O diretor explicou que, ao lado do roteirista Ben Ripley, decidiu abordar o enredo sob múltiplas perspectivas, incluindo a das autoridades indianas que investigaram o caso. “Começa quase como um procedimento policial, mas depois se abre para algo maior. Não quisemos julgar; quisemos conectar”, disse.
Retrato humano
Em Last Days, Lin explora as contradições de um jovem criado em um lar cristão amoroso, aventureiro e determinado, mas impulsionado por uma convicção de que Deus o chamara para alcançar uma tribo isolada. “O filme não busca respostas, mas compreensão”, afirmou. “Eu queria entender o que ele estava buscando, não apenas o que fez.”
Durante a pesquisa, Lin descobriu que os diários de Chau eram permeados por referências literárias e cinematográficas. “Ele foi influenciado por Robinson Crusoé, Tintim e O Fim da Lança. Essas histórias moldaram sua autoimagem.

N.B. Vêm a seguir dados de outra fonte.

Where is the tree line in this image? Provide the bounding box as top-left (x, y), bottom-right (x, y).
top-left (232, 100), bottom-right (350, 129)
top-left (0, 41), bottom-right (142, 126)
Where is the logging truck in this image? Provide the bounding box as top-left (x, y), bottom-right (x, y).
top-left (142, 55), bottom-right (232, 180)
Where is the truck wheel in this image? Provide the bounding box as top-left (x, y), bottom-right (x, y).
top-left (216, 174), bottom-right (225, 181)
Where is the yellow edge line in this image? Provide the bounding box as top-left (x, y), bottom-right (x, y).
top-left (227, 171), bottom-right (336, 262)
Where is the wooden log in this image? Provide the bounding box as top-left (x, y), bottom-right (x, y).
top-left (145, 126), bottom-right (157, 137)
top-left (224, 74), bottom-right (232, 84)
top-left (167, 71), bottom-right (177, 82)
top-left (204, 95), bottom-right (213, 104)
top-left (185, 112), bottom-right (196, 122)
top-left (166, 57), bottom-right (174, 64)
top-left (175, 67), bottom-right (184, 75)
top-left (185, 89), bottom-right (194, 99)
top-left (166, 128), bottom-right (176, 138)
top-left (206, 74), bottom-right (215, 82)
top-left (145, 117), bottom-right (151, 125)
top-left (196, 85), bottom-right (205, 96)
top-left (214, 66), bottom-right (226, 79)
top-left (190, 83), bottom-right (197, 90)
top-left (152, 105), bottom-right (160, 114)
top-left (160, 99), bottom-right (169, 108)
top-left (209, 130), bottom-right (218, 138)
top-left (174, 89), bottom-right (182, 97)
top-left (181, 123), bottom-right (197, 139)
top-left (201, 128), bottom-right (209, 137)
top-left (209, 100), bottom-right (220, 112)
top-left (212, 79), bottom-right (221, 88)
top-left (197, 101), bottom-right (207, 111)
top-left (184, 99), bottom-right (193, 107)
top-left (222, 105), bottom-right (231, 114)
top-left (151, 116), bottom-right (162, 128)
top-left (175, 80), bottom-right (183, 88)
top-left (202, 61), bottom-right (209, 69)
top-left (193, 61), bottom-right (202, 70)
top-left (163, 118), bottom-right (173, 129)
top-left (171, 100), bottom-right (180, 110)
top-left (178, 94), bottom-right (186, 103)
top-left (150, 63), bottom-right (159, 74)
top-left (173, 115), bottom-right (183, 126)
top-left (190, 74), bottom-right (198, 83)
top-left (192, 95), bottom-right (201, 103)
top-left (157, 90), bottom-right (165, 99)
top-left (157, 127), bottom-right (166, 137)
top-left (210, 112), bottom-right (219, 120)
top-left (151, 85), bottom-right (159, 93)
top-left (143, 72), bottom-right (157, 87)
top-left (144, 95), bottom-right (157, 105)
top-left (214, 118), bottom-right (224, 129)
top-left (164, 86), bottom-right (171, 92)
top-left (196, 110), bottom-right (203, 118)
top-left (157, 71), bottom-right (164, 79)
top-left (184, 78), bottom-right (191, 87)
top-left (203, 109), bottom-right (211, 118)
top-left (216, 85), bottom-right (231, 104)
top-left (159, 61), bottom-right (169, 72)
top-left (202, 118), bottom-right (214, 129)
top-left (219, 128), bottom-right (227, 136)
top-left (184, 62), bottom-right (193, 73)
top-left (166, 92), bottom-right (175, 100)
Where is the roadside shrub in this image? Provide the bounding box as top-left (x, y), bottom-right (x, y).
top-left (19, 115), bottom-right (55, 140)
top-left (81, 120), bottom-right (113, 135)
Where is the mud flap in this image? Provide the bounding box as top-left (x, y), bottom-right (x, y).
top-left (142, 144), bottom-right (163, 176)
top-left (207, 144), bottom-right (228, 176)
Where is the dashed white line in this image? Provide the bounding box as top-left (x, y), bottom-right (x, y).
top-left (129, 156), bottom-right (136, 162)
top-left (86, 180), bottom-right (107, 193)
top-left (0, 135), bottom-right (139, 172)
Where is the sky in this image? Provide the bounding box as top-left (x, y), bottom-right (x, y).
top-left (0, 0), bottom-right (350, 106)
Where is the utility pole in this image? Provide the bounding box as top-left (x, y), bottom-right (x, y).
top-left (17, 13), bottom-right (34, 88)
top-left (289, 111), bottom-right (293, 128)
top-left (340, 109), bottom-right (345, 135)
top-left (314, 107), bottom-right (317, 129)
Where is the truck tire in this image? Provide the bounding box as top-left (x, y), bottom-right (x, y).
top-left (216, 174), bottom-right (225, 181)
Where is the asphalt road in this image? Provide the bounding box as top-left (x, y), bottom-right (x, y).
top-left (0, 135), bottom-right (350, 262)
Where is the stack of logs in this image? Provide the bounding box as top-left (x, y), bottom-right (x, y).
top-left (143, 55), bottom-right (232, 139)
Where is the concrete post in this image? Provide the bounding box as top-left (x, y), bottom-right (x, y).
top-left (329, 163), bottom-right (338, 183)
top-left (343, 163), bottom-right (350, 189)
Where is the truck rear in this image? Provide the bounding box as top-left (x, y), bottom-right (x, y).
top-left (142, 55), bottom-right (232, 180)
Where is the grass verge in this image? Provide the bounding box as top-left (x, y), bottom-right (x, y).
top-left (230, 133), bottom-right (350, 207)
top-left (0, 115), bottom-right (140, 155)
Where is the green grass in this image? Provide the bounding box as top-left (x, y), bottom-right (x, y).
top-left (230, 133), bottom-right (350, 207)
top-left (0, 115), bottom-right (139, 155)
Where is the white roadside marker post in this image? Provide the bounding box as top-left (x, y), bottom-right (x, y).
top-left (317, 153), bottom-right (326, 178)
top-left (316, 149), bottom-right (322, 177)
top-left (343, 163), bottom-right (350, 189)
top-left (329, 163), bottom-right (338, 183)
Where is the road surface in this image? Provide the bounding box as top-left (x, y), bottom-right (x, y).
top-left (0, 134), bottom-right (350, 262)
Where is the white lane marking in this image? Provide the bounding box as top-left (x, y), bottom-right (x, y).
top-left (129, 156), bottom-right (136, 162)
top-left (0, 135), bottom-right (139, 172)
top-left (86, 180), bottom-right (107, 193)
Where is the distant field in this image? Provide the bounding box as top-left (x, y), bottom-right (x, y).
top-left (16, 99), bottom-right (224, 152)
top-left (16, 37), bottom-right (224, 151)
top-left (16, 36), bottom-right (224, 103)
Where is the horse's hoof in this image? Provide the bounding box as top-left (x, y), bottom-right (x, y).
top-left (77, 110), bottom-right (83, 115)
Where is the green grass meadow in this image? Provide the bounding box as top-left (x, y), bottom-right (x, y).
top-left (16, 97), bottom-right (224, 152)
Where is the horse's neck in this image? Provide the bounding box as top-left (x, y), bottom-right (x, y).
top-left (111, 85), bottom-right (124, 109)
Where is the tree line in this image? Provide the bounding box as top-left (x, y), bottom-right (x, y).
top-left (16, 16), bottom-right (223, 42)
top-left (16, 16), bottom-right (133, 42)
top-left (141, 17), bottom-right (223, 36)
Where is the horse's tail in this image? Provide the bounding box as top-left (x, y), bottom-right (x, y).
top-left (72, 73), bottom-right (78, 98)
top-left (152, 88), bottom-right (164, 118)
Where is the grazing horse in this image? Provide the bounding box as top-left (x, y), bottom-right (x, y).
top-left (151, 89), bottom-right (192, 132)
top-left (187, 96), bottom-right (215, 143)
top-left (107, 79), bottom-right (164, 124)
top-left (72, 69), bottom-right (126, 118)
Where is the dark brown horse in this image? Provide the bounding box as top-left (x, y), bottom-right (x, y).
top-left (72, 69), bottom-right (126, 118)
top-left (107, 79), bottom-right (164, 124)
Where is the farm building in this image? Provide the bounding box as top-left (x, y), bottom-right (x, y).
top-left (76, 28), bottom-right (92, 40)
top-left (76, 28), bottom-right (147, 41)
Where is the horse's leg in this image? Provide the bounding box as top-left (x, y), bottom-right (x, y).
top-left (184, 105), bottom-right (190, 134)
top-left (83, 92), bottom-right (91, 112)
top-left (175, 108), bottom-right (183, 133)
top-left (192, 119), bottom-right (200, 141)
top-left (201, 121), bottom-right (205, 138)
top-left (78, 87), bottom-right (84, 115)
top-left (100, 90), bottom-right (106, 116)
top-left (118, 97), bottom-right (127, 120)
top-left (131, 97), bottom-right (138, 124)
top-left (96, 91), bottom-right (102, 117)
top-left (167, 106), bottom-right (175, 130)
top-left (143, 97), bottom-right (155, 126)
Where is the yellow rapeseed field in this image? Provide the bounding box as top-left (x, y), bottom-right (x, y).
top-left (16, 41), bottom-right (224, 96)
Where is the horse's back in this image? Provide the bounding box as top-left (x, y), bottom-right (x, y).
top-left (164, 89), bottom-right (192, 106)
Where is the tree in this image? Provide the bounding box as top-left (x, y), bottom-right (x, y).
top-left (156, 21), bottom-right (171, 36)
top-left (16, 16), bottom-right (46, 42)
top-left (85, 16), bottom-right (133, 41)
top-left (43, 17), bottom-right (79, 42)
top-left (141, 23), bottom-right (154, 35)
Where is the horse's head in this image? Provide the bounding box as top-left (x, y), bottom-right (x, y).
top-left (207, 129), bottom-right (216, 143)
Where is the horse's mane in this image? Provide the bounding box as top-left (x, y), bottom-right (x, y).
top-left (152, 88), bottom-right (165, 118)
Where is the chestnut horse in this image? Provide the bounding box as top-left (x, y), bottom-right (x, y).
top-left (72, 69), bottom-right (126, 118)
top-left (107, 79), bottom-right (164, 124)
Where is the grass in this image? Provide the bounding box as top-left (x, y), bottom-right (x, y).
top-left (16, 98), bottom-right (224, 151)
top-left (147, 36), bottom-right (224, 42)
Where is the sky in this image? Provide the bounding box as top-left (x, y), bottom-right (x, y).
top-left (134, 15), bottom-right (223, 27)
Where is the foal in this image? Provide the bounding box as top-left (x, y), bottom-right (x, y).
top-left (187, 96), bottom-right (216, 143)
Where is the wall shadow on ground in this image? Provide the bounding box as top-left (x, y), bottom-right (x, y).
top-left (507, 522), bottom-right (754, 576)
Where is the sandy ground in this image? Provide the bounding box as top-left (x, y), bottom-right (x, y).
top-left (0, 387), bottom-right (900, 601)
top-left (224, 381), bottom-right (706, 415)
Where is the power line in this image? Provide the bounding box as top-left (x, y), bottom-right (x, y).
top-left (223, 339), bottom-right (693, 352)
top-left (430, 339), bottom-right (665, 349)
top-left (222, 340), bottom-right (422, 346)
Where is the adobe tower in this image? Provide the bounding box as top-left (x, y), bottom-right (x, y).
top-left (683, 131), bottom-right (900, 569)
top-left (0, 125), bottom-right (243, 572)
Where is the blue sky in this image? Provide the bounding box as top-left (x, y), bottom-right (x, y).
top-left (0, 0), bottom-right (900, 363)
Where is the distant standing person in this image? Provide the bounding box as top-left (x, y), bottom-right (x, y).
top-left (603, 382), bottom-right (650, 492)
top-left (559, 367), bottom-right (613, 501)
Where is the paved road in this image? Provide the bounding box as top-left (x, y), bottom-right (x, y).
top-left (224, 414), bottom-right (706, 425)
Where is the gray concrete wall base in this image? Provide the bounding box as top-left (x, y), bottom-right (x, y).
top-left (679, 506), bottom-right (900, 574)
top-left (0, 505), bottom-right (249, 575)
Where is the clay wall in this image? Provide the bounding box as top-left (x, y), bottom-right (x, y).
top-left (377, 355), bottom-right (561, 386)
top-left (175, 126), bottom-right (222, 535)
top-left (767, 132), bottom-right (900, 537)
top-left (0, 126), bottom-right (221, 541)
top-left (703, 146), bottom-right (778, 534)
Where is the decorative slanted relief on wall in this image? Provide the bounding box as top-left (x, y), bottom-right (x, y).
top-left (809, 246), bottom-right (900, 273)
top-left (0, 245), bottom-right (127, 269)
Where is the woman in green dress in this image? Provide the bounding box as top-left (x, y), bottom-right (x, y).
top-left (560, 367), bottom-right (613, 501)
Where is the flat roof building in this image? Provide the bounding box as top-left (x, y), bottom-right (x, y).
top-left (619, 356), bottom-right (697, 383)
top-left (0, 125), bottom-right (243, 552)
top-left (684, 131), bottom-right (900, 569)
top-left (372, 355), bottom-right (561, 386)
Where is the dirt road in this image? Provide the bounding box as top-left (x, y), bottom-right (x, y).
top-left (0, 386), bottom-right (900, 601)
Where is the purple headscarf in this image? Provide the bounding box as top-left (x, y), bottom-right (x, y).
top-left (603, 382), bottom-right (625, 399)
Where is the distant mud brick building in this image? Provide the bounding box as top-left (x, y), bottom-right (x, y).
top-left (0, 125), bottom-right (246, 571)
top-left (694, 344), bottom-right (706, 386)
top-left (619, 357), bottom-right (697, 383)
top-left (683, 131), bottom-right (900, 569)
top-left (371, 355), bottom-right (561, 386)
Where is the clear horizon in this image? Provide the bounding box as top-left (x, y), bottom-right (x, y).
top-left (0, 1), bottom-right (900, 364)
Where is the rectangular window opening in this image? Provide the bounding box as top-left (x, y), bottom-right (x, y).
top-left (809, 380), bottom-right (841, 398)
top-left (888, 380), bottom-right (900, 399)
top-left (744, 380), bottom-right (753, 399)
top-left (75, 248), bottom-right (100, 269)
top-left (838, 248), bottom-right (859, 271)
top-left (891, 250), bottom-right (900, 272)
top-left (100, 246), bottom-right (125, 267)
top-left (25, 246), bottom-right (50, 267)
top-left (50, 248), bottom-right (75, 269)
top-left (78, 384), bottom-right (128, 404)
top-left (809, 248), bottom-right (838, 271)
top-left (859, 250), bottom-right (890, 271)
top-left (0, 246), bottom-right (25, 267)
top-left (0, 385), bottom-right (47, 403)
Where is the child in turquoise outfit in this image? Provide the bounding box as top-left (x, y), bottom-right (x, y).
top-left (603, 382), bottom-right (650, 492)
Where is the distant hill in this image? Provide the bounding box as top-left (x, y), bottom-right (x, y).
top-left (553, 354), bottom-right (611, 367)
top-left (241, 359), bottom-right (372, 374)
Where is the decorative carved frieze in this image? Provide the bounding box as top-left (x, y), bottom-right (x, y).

Então pensei: e se o filme refletisse essa linguagem de aventura que o inspirou?”, explicou.
O resultado mistura elementos de drama, aventura e jornada espiritual, com o objetivo de aproximar o público da humanidade do protagonista. “Usamos recursos narrativos familiares para que as pessoas sintam o que John poderia ter sentido”, disse Lin. “Ele era alguém de fé, com fortes convicções, mas também um ser humano cheio de camadas.”
Martírio e debate
O filme chega após o lançamento do documentário The Mission, da National Geographic, que destacou os riscos do evangelismo moderno e a possibilidade de exposição dos povos isolados a doenças externas. Em contrapartida, líderes cristãos, como Jaime Saint, neto do missionário Nate Saint, defenderam a motivação de Chau. “A medida do sucesso para nós, como cristãos, é a obediência”, declarou Saint à época.
Lin, no entanto, disse que resistiu à tentação de retratar Chau de forma simplista. “Conversei com missionários, jornalistas e antropólogos, e todos tinham opiniões fortes. Mas esta é, antes de tudo, uma história sobre o anseio humano por propósito e conexão”, afirmou.
Visões de mundo
Embora o diretor não se identifique como cristão, ele afirmou que sua formação influenciou o tom respeitoso do filme. “Cresci cercado pelo cristianismo em Orange County, na Califórnia. Aprendi com amigos e mentores cristãos valores como respeito e gentileza”, disse.
Lin espera que Last Days promova diálogo entre pessoas com visões opostas. “Por causa da humanidade de John, espero que o filme inspire as pessoas a conversar com quem pensa diferente. Conectar pessoas de origens diversas é, para mim, o propósito maior do cinema”, concluiu, de acordo com o The Christian Post.